Umsteigen in Quesada, dann rasch nach Puerto Viejo de Sarapiqui. Rasch… die geschätzten 1 1/2 Stunden ziehen sich auf 3, und mal abgesehen davon, dass wir einen noch nicht bekannten Anschluss nach Horqueta erwischen müssen, benötigt unser Lodgemanager eine ungefähre Ankunftszeit, immerhin braucht er selbst 40 Minuten vom Berg herunter. Aber hurra, moderne Kommunikation:  in Pt. Viejo gibt es endlich Netz, Pedro ruft via WhatsApp schon „what is you position?“ . Der Anschlussbus scharrt bereits mit den Hufen, wir müssen nur noch klarmachen, dass wir am SuperRoyka- Markt aussteigen wollen, und selbst das klappt, dank 220 Tagen Duolingotrainig (jaja, lacht nur. Hilft aber; die Verständigung ist allerdings eher einseitig gut, da zunächst immer eine schnell gerappelte Antwort kommt. Herrje…más despacio, por favor).

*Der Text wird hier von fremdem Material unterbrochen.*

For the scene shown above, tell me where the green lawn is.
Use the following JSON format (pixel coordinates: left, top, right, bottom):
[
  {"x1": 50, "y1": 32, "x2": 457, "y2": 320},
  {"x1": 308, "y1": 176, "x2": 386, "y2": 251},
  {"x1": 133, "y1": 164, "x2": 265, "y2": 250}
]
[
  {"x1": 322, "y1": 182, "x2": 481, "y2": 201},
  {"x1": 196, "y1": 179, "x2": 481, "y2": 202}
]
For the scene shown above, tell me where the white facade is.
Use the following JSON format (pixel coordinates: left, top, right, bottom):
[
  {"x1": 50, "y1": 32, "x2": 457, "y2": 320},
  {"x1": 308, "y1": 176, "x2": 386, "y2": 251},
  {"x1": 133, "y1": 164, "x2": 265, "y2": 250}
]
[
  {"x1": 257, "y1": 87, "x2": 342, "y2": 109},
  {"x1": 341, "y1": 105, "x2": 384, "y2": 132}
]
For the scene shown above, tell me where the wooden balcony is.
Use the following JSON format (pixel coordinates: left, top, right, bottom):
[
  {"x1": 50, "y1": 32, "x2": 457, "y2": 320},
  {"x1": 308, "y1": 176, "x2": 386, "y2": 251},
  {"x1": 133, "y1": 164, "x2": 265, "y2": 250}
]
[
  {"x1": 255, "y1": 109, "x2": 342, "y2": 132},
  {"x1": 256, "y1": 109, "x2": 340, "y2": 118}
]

Hola, Pedro! Wir entern seinen Mitsubishi Pajero (der hier aus gutem Grund Montero heißt, denn Pajero ist der Wichser…), eine alte Klapperbüchse, die für den Weg zur Lodge jährlich einen Satz neue Stoßdämpfer und Reifen braucht. Auf den letzten 5 km wird es auch wirklich rumpelig – so mögen wir’s, und Pedro freut sich, dass wir’s mögen.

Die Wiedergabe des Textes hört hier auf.